Meaning of Net Income (What it is, Concept and Definition)

net income is a profitability indicator of a company or an investment. This profit corresponds to the entire amount of revenue, minus all costs arising from the activity.

That is, net income is the result of the following calculation: total revenue minus total cost. Thus, a company that wants to calculate its net profit must add up all its sales revenue and deduct from it all expenses, such as salaries, taxes and raw materials.

This indicator is important for investors to know what the return on their investment is, if it is as expected or if it needs to reduce costs, for example.

Difference between net profit and gross profit

Gross profit and net profit are two important financial indicators, but they reflect the company's results considering different aspects.

Net income, as explained above, is the result of total revenue minus total costs. O gross profit, in turn, is the result of total revenue minus variable costs.

  • Net income measures the income of the business considering all the expenses for its operation.
  • Gross profit assesses how production-related costs impact the company's return.

To better understand the difference between the two profits, let's understand what fixed costs and variable costs are.

fixed costs

Fixed costs are all expenses arising from the activity of a company, which regardless of the quantity of products produced. That is, this cost will be the same whether the company produces 10 or 1000 products.

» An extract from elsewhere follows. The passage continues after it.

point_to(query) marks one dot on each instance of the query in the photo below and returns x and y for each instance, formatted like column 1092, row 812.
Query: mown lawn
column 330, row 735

Examples of fixed costs: salaries of employees and the rent of a property.

Variable costs

Variable costs are those that vary according to the quantity of products produced. This means that the more products produced, the greater the variable cost.

Examples of variable costs: raw material for the production of products or the electric energy used to produce a larger quantity of products.

know more about income and expenses, tribute and raw material.

How to calculate net income?

Basically, net income is calculated as the sum of total revenues minus total costs. Total revenue is the multiplication between the quantity of products sold and the price of those products (price x quantity).

Consider the example of a company that sells notebooks for 10 reais and that in one month sold 1,000 notebooks. In this case, 10 x 1,000 = 10,000.

Total revenue: 10.000

For the maintenance of its activities, the company has costs with employees, electricity, water, taxes and raw materials totaling 6,000 reais.

Total cost: 6.000

The net income being determined by the formula: Total Revenue - Total Cost, we will have the following result:

10.000 - 6.000 = 4.000

Net profit: 4.000

In this case, the company's net profit is 4,000 reais. This value may or may not be satisfactory and the investors or owners of the company will make this assessment.

To assess whether the company's profitability is satisfactory, it is necessary to consider the performance of competitors, the profitability of other types of investments and also the initial investment made to open the business.

If the result of the net income calculation is negative, we have a situation of prejudice and not profit. This happens when the costs exceed revenue value.